Eight pavilions at the Shanghai World Expo were rebuilt for the Chocolate Happy Land, covering over 30,000 square meters. The park has eight themed venues, featuring exhibition, performance, chocolate tasting and interactive activity of DIY.
On entering the Chocolate Happy Land, visitors are met by a strong sweet smell of chocolate. A 400-square-meter castle made of 160-ton chocolate stands in the theme park, where handbags, flower vases and even jewelry of chocolate are exhibited.
According to the organization, pressure tests will be carried out to check the temperature and humidity influences brought on the exhibits. At present, the theme park is in trial operation.

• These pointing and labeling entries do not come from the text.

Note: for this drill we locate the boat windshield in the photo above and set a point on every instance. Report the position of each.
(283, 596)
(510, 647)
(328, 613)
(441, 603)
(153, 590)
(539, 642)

"It's quite real. I can't imagine that chocolate can make so many things. It widens my vision," said a visitor.
"It's quite fantastic. I never though they are all made of chocolate," said another visitor.
Also a special exhibition kicked off the same day at the East Asia Exhibition Hall. The 38-day exhibition which runs until Feb. 24 is showcasing plenty of chocolate sculptures as well as the history of the world's favorite sweet.

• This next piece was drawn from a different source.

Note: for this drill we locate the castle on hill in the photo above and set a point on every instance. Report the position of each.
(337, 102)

The well-known American movie "Charlie and the Chocolate Factory" may have amazed many by building a chocolate factory in the movie, but in Shanghai, the event organizers have brought this imagination to real life.
After walking into a fairy tale book and past a hall of mirrors at the exhibition, visitors are treated to a number of delicate displays, all made from chocolate.
Noted chocolate makers from around the world have participated in the design and creation of the chocolate exhibits, which is believed to give a deluxe upgrade to this year's exhibition. There are also chocolate makers on site in the 4,500-square-meter exhibition center, creating show pieces as visitors watch, and teaching them a little about the history of chocolate.
Sabastian Rocha, a Mexican chocolate maker was making a chocolate sculpture little by little on site and introduced the history of how this kind of delicacy came into being. The Mayans were among the first people to consume cocoa beans, a trick humans learned from monkeys, said Sabastian. But they didn't eat chocolate, they used the beans to make drinks. And those beans played a huge role in Mayan life, from the creation story they told, to how they paid for goods and services.
Another spotlight in the chocolate exhibition is the interactive activities. The visitors do not only just get to observe the magnificent sweet exhibits, but also get to play games with them.
For example, visitors can weigh themselves on a chocolate-made equipment and then receive chocolate coins based on their weight. The coins can be used to play other games at the Chocolate Wonderland.